Eventually, British roads might add special lanes just for electric vehicles to recharge.

Imagine being able to drive as long as you’d like, the length of your trip limited only by the capacity of your bladder, not by the size of your fuel tank – or your battery.

A pilot project about to get underway in England could make it easy. The government-owned Highways England is launching an 18-month trial that eventually may help eliminate so-called “range anxiety,” making it possible for electric vehicles to charge while they drive, drawing power from the road itself.

It’s one of a variety of creative concepts that highway planners are studying. A Dutch company wants to replace conventional asphalt with interlocking, Lego-like blocks created from recycled soft drink bottles. A U.S. entrepreneur, meanwhile, wants to replace conventional pavement with blocks of glass, turning the road itself into a giant solar panel, generating power that perhaps could be used for recharging electric vehicles.

“Vehicle technologies are advancing at an ever increasing pace and we’re committed to supporting the growth of ultra-low emissions vehicles on England’s motorways,” said Mike Wilson, chief engineer for Highways England.

The government agency is setting up a pilot project where the pavement will conceal a network of buried cables and coils. Specially equipped vehicles will be able to tap the electromagnetic fields that the system creates, recharging their batteries while driving, rather than having to pull over and plug in.

A Highways England schematic shows how the concept would work.

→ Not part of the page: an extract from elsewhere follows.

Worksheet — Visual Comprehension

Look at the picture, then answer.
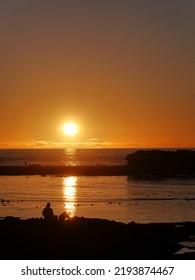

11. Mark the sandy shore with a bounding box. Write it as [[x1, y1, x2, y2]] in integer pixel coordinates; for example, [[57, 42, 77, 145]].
[[0, 217, 195, 260]]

The concept is similar to the inductive charging systems commonly used for consumer electronic devices such as toothbrushes or cellphones. A number of automakers, including Tesla, BMW and Nissan are working on inductive chargers that could be set up in a private or commercial garage.

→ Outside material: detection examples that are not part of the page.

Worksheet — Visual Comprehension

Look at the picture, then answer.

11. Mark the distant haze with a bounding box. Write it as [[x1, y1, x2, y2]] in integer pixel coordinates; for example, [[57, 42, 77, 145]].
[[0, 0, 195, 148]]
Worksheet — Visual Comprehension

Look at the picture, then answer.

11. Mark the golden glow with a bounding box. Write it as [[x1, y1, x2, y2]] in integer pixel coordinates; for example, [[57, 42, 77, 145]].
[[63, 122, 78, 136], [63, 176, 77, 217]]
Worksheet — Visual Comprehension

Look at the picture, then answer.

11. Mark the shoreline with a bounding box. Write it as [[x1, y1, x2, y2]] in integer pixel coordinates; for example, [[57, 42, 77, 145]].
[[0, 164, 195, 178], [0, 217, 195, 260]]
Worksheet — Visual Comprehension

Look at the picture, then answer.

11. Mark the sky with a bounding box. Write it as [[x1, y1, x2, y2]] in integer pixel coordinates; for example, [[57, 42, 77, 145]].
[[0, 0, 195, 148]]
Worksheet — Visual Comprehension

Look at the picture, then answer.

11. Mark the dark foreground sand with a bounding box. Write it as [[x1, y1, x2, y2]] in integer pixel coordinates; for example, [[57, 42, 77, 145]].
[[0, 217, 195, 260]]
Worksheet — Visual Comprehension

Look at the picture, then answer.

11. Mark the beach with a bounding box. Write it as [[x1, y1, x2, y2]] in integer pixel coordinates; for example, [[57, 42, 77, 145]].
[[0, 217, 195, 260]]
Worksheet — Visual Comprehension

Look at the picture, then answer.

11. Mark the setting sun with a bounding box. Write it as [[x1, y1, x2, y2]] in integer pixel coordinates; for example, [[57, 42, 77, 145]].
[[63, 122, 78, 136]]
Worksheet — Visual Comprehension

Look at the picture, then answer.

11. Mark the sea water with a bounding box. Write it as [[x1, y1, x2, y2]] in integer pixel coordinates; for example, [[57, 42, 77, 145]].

(Audi, Aston Martin developing new battery SUVs to challenge Tesla Model X. Click Here for more.)

The big difference here is that the British system wouldn’t require a vehicle to be parked. A motorist would tap into the electromagnetic field even while racing along on one of the fast British motorways.

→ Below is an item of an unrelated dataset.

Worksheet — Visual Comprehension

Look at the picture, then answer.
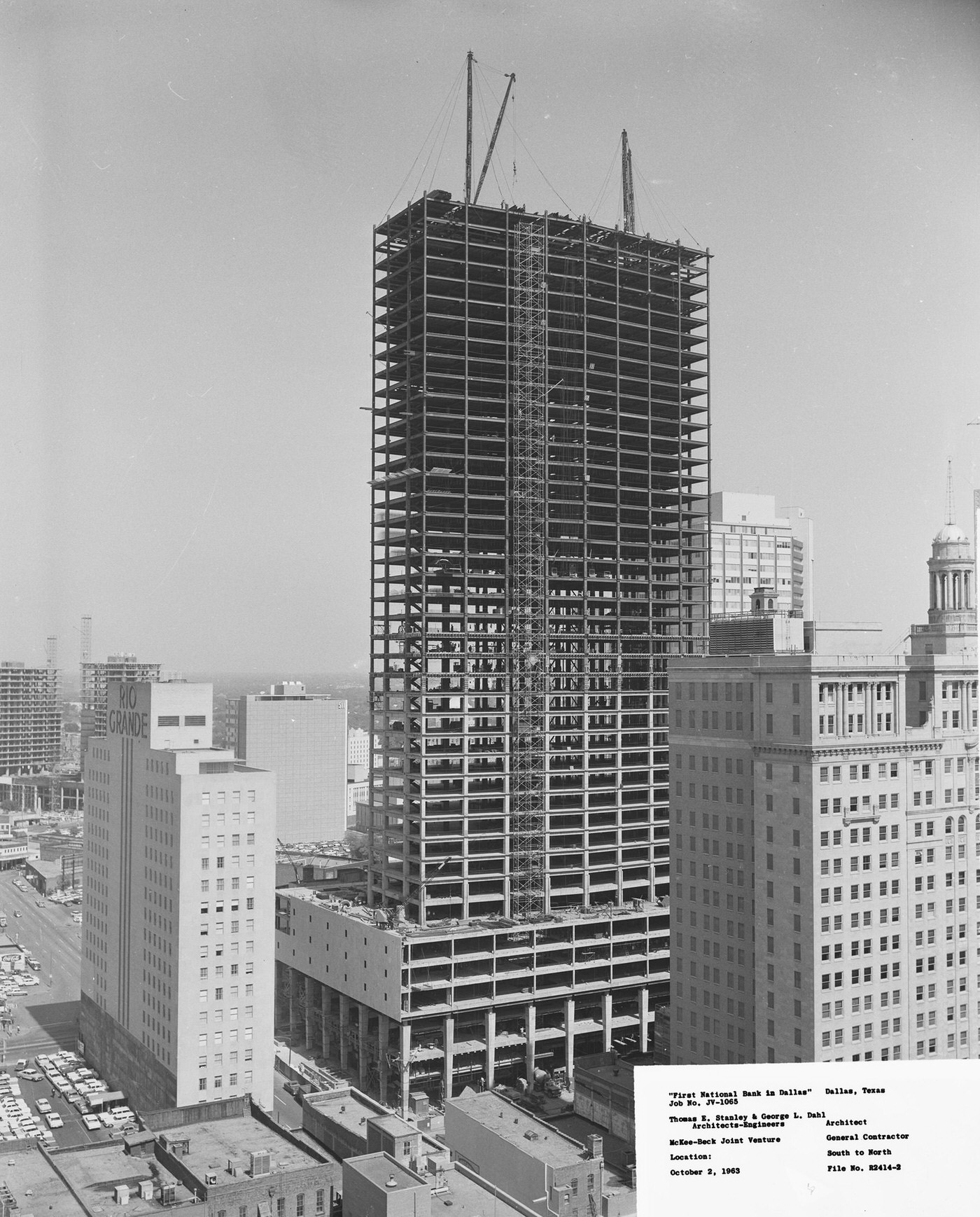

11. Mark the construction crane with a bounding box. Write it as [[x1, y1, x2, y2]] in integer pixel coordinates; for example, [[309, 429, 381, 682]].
[[622, 127, 636, 232], [276, 837, 303, 887], [463, 51, 517, 203], [473, 72, 517, 203]]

That could provide a significant advancement over today’s battery-car technology. With the exception of the Tesla Model S, most electric vehicles can barely manage 100 miles on a charge. And Tesla buyers pay a significant premium for the larger battery packs needed to travel longer distances.

Even then, battery vehicles typically must be recharged for hours before they’re ready to roll again, something that makes a long trip a chore.

The Highways England project isn’t the first to try building chargers into the road. Another U.K. venture, in the London suburb of Milton Keynes, allows special buses to recharge every time they stop at a station along their route.

Inventors Scott and Julie Bursaw show off their prototype solar parking lot.

In South Korea, two electric buses operating on a 7.5-mile route in the city of Gumi can tap into a similar, buried power network, using a concept called Shaped Magnetic Field in Resonance, or SMFIR.

Officials with Highways England claim their technology is even more advanced, among other things being more effective at transferring energy from the underground coils to vehicles. And the system would be able to handle a fleet of passenger cars, not a limited number of specially equipped buses.

For now, Highways England will test the technology on special routes with a small number of participants, but officials suggested they could expand the project onto public roads if it proves successful.

In the coming years, motorists could see such systems become commonplace, proponents suggest, especially if there’s no breakthrough in battery technology that would allow electric vehicles to store more power and slash charge times.

“Vehicles capable of being charged directly from the road during operation could become the next pioneering step in the development towards reduced environmental impact,” said Niklas Gustavsson, Executive Vice President of Corporate Sustainability for the Volvo Group. Volvo is testing another in-road vehicle charging project in its home town of Gothenburg Sweden.

But researchers are looking at other ways to improve on today’s roadways. Among other things, they’re considering alternatives to conventional concrete and asphalt that might be cleaner and longer lasting.

That plastic soft drink bottle you’ve stuck into your car’s cupholder as you race down the road could see new life as part of the road itself. At least, that’s the idea of a small Dutch company called KWS Infra. Dubbed PlasticRoad, the materials could last as much as three times longer than conventional pavement and withstand temperatures ranging from -40 to 176 degrees Fahrenheit.

(For more on the PlasticRoad project, Click Here.)

The plastic blocks would have built-in conduits to route wires, drainage pipes and other roadway infrastructure. And it would simply be a matter of changing out those pieces, much like Lego blocks, to add another lane or move the road itself.

Meanwhile, a small U.S. start-up based in rural Idaho has been tinkering with a way to replace conventional roads with hexagonal blocks of glass-encased solar cells. Entrepreneurs Julie and Scott Brusaw have already paved a driveway with the material and have generated several million dollars in federal grants and crowdsourced funding to test the technology.

As with the PlasticRoad concept, those blocks could be fitted with pipes, wires and perhaps even a charging grid for electric vehicles that would tap energy generated by the road itself.